The agent problem isn’t prompting. It isn’t tooling. It’s that the people who own the processes can’t see what the AI is doing.
The DSL You Can See
Here’s a simple task: a customer message comes in. Check if it’s urgent. If yes, notify the team on Slack. If not, add it to the backlog.
As an s-expression:
(let [msg (tool/get_message)
urgent? (tool/classify_urgency msg)]
(if urgent?
(tool/slack_notify {:channel "#alerts" :text (:body msg)})
(tool/add_to_backlog {:item msg :priority "low"})))
As Python:
msg = get_message()
if classify_urgency(msg):
slack_notify(channel="#alerts", text=msg["body"])
else:
add_to_backlog(item=msg, priority="low")
As an n8n workflow:
Show all three to a director of operations. Ask which one they’d sign off on in a fifteen-minute call.
n8n workflows are JSON underneath - declarative, inspectable, deterministic once deployed. That JSON is a DSL. But you don’t read it. You see it as a visual flow: boxes, connections, logic you can follow with your eyes.
A workflow is a program. Not a prompt. Not a probability. A defined sequence with defined inputs, defined outputs, and defined failure modes. You set it up. It runs. It’s infrastructure.
This scales cleanly to a point. A five-node triage flow is obvious. An eighty-node workflow with conditional branching and error handling is not - but it’s still more legible than the equivalent prompt chain, and n8n supports sub-workflows for exactly this reason: decompose until each piece is readable again.
And because it’s visual, it’s auditable by the person who owns the process - not just the person who built it. A team lead can look at an n8n workflow and understand what it does. Try that with a prompt chain. Try that with a Python agent. Try that with an s-expression.

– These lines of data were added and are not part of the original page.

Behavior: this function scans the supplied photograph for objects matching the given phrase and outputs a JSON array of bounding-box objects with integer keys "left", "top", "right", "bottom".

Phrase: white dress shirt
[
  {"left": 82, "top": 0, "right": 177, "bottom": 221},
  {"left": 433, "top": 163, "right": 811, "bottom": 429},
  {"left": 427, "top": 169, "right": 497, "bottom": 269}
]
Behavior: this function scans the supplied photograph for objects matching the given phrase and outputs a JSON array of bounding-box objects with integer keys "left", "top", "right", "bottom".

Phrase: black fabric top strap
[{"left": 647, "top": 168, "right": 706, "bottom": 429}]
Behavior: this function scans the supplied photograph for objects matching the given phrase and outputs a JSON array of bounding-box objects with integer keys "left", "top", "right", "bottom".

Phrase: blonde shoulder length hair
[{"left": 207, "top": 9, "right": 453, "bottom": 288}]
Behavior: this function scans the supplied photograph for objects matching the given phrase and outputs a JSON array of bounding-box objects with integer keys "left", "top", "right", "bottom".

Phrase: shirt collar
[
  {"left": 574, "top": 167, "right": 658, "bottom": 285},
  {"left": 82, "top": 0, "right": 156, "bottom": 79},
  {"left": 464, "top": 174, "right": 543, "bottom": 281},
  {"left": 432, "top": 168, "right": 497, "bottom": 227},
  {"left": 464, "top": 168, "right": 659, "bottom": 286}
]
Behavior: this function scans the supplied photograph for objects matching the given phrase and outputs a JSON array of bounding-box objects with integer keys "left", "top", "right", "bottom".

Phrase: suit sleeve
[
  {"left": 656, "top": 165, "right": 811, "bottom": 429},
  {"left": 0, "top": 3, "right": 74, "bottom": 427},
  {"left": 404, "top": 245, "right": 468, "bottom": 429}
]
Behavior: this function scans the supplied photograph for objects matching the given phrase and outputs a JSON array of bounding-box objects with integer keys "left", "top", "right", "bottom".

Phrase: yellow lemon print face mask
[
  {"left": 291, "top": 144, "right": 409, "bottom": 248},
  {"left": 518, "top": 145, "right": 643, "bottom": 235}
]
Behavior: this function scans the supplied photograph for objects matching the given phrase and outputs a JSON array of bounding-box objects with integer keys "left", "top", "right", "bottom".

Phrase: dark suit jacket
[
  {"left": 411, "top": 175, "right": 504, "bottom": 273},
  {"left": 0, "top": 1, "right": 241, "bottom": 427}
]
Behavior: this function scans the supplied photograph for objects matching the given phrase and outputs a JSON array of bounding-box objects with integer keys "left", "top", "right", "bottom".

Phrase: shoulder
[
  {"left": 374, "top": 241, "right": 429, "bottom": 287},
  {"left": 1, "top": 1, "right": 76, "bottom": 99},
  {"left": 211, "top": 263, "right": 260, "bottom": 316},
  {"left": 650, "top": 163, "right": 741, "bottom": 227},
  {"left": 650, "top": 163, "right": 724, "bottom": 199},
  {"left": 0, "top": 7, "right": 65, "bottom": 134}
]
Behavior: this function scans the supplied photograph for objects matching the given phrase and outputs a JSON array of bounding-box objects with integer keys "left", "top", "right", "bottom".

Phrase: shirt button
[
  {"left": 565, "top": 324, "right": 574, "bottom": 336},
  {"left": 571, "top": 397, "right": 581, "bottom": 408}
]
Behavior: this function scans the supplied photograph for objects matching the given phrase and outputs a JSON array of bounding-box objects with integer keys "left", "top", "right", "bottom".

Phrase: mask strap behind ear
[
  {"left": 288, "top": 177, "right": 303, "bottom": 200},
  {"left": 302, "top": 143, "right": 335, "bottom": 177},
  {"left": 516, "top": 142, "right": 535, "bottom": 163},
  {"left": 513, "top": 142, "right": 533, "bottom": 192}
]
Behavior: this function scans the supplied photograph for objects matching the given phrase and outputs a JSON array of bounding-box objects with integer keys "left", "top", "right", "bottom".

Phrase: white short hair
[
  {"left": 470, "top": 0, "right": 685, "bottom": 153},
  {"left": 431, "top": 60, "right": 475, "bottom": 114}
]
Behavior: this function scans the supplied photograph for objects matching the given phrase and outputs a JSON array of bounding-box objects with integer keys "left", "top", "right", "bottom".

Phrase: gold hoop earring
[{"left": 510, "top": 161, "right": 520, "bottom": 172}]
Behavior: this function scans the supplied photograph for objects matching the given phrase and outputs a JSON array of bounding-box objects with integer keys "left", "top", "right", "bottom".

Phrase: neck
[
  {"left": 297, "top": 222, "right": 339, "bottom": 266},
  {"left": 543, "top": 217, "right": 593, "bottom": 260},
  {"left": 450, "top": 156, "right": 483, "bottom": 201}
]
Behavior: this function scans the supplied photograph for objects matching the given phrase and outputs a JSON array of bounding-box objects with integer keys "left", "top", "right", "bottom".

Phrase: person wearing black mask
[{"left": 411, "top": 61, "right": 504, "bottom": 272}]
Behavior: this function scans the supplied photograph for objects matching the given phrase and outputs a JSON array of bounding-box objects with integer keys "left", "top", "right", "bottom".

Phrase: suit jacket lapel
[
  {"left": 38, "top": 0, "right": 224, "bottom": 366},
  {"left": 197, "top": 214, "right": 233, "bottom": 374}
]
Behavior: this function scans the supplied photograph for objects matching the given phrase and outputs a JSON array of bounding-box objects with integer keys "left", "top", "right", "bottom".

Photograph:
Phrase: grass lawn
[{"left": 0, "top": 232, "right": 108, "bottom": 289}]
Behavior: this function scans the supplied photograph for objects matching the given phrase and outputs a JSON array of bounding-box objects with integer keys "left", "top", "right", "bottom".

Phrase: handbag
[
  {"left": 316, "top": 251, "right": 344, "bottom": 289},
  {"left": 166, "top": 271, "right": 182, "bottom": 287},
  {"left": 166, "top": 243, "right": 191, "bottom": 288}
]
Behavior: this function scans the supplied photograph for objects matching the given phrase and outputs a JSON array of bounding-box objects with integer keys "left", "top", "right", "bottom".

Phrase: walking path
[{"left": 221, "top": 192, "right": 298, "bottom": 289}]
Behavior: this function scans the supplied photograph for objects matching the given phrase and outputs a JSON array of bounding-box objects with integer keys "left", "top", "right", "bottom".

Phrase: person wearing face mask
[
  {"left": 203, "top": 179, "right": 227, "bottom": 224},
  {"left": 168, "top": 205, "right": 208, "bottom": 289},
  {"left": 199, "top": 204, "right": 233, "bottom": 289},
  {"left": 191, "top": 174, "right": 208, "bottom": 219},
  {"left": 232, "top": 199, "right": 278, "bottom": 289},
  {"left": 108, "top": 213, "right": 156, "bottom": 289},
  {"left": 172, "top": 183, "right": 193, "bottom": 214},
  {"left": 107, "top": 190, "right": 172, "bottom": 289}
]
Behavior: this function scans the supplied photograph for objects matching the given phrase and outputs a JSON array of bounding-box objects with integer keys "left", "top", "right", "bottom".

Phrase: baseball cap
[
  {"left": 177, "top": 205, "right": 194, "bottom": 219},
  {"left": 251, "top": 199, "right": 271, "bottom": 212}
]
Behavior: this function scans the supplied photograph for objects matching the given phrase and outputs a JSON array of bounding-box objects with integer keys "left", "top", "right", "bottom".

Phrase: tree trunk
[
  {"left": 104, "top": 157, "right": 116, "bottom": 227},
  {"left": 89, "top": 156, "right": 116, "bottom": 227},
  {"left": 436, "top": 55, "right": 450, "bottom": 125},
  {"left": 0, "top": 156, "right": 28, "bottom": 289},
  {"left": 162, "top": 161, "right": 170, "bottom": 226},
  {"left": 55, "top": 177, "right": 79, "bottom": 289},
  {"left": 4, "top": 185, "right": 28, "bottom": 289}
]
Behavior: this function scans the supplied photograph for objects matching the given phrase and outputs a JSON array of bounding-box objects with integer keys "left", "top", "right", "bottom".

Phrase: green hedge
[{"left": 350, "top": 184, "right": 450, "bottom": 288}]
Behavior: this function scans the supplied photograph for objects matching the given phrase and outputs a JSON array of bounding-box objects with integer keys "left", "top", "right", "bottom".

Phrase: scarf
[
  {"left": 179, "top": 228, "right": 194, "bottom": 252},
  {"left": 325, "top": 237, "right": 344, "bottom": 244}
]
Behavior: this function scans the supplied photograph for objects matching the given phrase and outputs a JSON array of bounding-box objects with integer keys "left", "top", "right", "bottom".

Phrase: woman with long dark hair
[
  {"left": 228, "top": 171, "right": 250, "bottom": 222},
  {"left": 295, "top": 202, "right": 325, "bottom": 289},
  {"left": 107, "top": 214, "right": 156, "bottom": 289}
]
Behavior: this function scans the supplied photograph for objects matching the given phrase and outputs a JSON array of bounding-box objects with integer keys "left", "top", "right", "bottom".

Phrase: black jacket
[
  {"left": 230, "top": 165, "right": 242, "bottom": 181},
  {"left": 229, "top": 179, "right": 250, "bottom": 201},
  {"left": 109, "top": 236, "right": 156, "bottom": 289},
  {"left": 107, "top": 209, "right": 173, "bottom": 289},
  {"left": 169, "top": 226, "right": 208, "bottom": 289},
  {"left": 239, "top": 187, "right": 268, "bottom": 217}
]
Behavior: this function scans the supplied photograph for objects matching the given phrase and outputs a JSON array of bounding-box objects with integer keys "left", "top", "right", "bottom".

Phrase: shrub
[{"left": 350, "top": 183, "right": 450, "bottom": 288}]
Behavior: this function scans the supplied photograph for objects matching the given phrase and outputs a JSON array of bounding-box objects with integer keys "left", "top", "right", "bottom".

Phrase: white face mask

n8n has an API. It has MCP support. An LLM can draft workflows - propose them, structure them, connect the nodes. Then a human looks at it. Visually. Understands it. Approves it. Deploys it.
The LLM never touches production. It’s the drafter, not the executor. The review step isn’t overhead. It’s the architecture.
That’s not a convenience feature. That’s a governance model.
Full disclosure: I’m an n8n ambassador. I chose n8n before the title, for the reasons above.
TL;DR
- Prayer-Driven Development: your system prompt reads like a legal contract because you can’t trust the model to follow it. That’s not engineering - that’s negotiation.
- DSLs work: teams using s-expression DSLs for agent execution measured ~60% fewer tokens, ~50% lower latency, 1 model call instead of 2-3. Sandboxed interpreters on the BEAM take it further - no filesystem, no network, by design.
- The ownership gap: every DSL project solves the engineering problem. None solve the fact that the person who owns the process can’t read the output.
- Visual workflows are DSLs: n8n workflows are declarative JSON - inspectable, deterministic, auditable by non-engineers. The LLM drafts. The human reviews. Visually.
- Governance, not convenience: if the person responsible can’t verify what the AI proposed, you don’t have a deployment strategy. You have a prayer.
The hardest problem in AI deployment was never technical. It was: can the person responsible actually verify what’s happening? If they can’t see it, they can’t own it. If they can’t own it, you’re back to prayer.